The further to the left or the right you move, the more your lens on life distorts.

Thursday, October 05, 2023

AGI

Over the years, I've written a number of posts on advancements in artificial intelligence [1] and their likely societal impact, e.g., here, here, here, here, and here. For most of those years, estimates on the advent of AGI (artificial general intelligence, that is, a machine that performs creative tasks in a manner that is indistinguishable from human performance [2]) would evolve relatively slowly and come to fruition in the 2040s.

No more.

Samuel Hammond argues that things are developing quickly and that AGI might occur as early as 2030. His bullet points:

  • However one defines AGI, we are on the path to brute force human level AI by simply emulating the generator of human generated data, i.e. the human brain.

  • Information theory, combined with forecasts of algorithmic and hardware efficiency, suggest systems capable of emulating humans on most tasks are plausible this decade and probable within 15 years.

  • The brain is an existence proof that general intelligence can emerge through a blind, hill-climbing optimization process (Darwinian evolution), while the evidence that the brain works on the same principles as deep learning is overwhelming.

  • Scale is the primary barrier to AGI, not radically new architectures. Human brains are just bigger chimpanzee brains that achieved generality by scaling the neocortex.

  • Artificial neural networks can accurately simulate cortical neurons and other brain networks, while the evidence that the brain’s biological substrate matters in other ways is either weak or nothing that bigger models can’t compensate for.

  • The human brain must work on relatively simple principles, as it grows out of a developmental process with sensitive initial conditions rather than being fully specified in our DNA.

  • “Universality,” or the observation that artificial neural networks and our brain independently learn similar circuits, is strong evidence that current methods in deep learning are sufficient for modeling human cognition even if they're suboptimal.

  • We tend to overestimate human intelligence because, as humans, we are computationally bounded in our ability to model and predict other humans.

  • The number of “hard steps” earth passed through to reach intelligent life suggests the steps aren’t as hard as they look, but are instead guided by statistical processes that mirror the scaling laws and phase-transitions seen in neural networks and other physical systems. AGI isn’t as hard as it looks either.

It's possible that Hammond is incorrect, but if recent developments are any indicator, progress toward an AGI has accelerating rather dramatically. [3]

The BIG questions: What happens when an AGI is achieved? How quickly can/will it improve itself to exceed human-level intelligence, and then, what happens once that happens? [4]

FOOTNOTES:

[1] As I aside: My PhD dissertation used a rudimentary form of A.I. tech applied to a manufacturing problem—long, long before A.I. had become the hyped, household concept it is today. 

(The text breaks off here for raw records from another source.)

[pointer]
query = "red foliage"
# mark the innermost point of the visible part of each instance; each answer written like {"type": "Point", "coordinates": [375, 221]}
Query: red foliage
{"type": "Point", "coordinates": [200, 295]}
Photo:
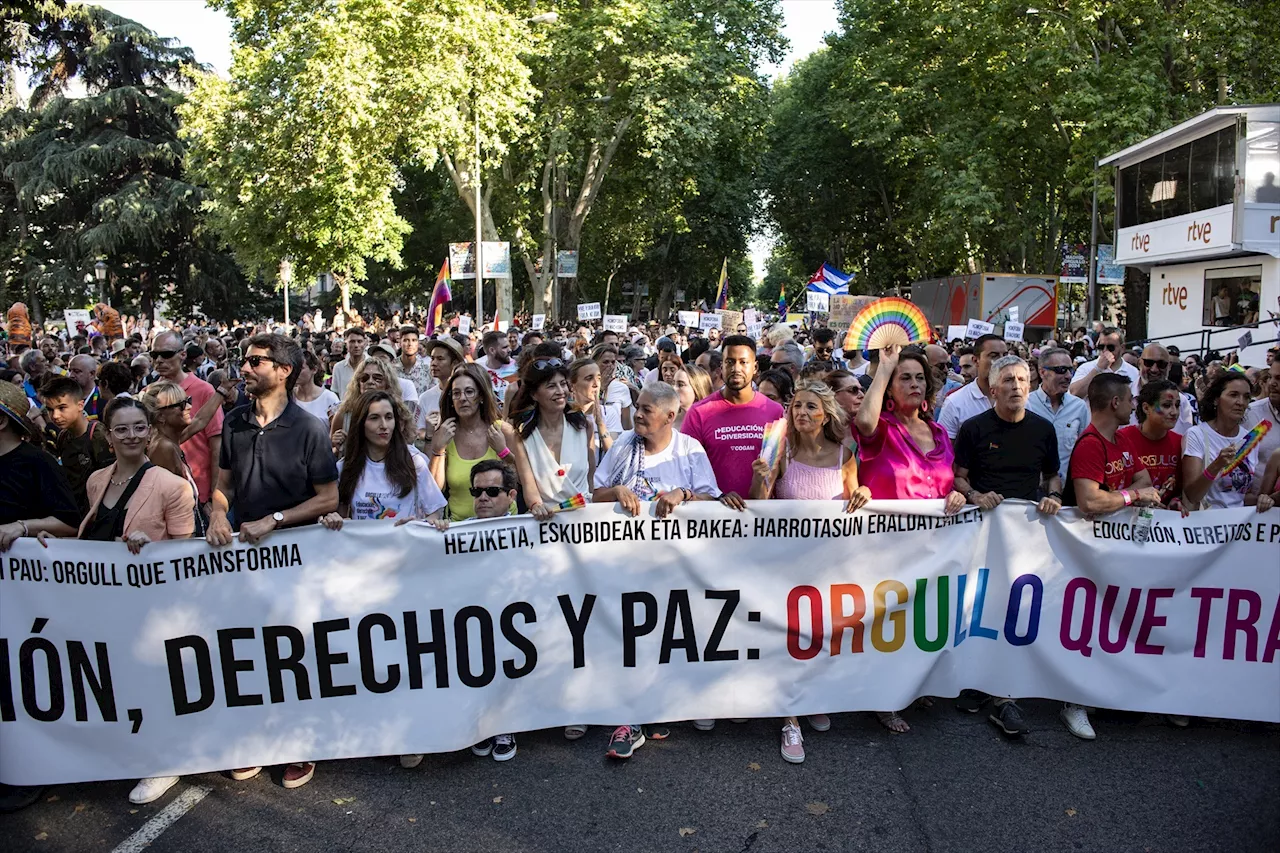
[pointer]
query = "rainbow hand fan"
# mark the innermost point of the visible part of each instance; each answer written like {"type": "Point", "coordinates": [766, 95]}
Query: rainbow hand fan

[2] Hammond considers the definition and notes: "AGI is considered tricky to define, as concepts like “generality” and “human-level intelligence” open up bottomless philosophical debates. As such, many prefer the sister concept of Transformative AI – an operational definition that ignores the intrinsic properties of an AI system in favor of its external impact on the economy. An AI system that can automate most human cognitive labor would thus count as TAI even if it was based on something as “dumb” as a giant look-up table. This is somewhat dissatisfying, however, as what makes recent AI progress so exciting is precisely the “spark of general intelligence” seen in models like GPT-4."

[3] Above all else, progress toward AGI requires heavy-duty computing power. Again from Hammond: "The current ramp-up in computing resources is truly incredible. The global cloud computing market is expected to double over the next four years. The GPU market is growing at a compound annual rate of 32.7 percent off of demand for AI accelerators. As supply-chain bottlenecks alleviate, NVIDIA alone plans to ship 4x more H100s next year than it will ship in 2023. Meanwhile, the compute used to train milestone deep learning models is growing 4.2x per year. At this rate, deep learning would soon consume all the compute in the world. Fortunately, algorithmic progress is doubling effective compute budgets roughly every nine months. "

[4]  At this point, the only honest answer is:  no one knows. Genius level human intelligence is rare, and even the rarest genius level intelligence has limits. It cannot solve what we currently label as "intractable problems." It cannot provide us with a way to exceed the speed of light. It cannot (yet) understand itself and why some brains function so much better than others. The human brain iterates at biological speed to improve solutions to problems and increase understanding, and slowly, we do see advancements. But an AGI can iterate at computer speed, millions of times faster than the human brain. Will that result in unique and extraordinary problem solutions, insights, strategies, and accomplishments? Yup. Could it also result in a level of malevolence we cannot even understand, much yet combat? Yup. Gonna be interesting.